Environmental risk assessment of polycarboxylate polymers used in cleaning products in the United States
Why this work is in the frame
A frame that forgets how it found something cannot be audited. These are the routes that admitted this work.
Bibliographic record
Abstract
Polycarboxylate polymers have been common components of consumer and institutional cleaning products for decades. With interest heightened in the potential environmental impact of polymers, the American Cleaning Institute, the industry trade association of the cleaning products industry in the United States, is reassessing the state of the science regarding the environmental safety of polymers in cleaning products.
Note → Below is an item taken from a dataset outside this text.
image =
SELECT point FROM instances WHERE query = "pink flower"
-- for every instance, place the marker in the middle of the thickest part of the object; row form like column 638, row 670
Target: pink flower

In this case study, acrylic acid homopolymers and acrylic acid-maleic acid copolymers are evaluated using historical ecotoxicity data that have been reported over the past three decades. The evaluation includes an environmental exposure assessment that is based on recent information regarding the occurrence of those ingredients in cleaning products and market sales data for cleaning products sold in the United States. The ecotoxicity of polycarboxylate polymers is generally low. Consequently, the potential environmental risks associated with their use in cleaning products in the United States are low even when applying very conservative assumptions to the environmental exposure assessment. In addition, there are recent supporting conclusions from assessments by the governments of Australia and Canada that polycarboxylate polymers are polymers of low concern, and the U.S. Environmental Protection Agency has included a number of polycarboxylate polymers among the ingredients on its Safer Chemical Ingredients List based on their low hazard profile.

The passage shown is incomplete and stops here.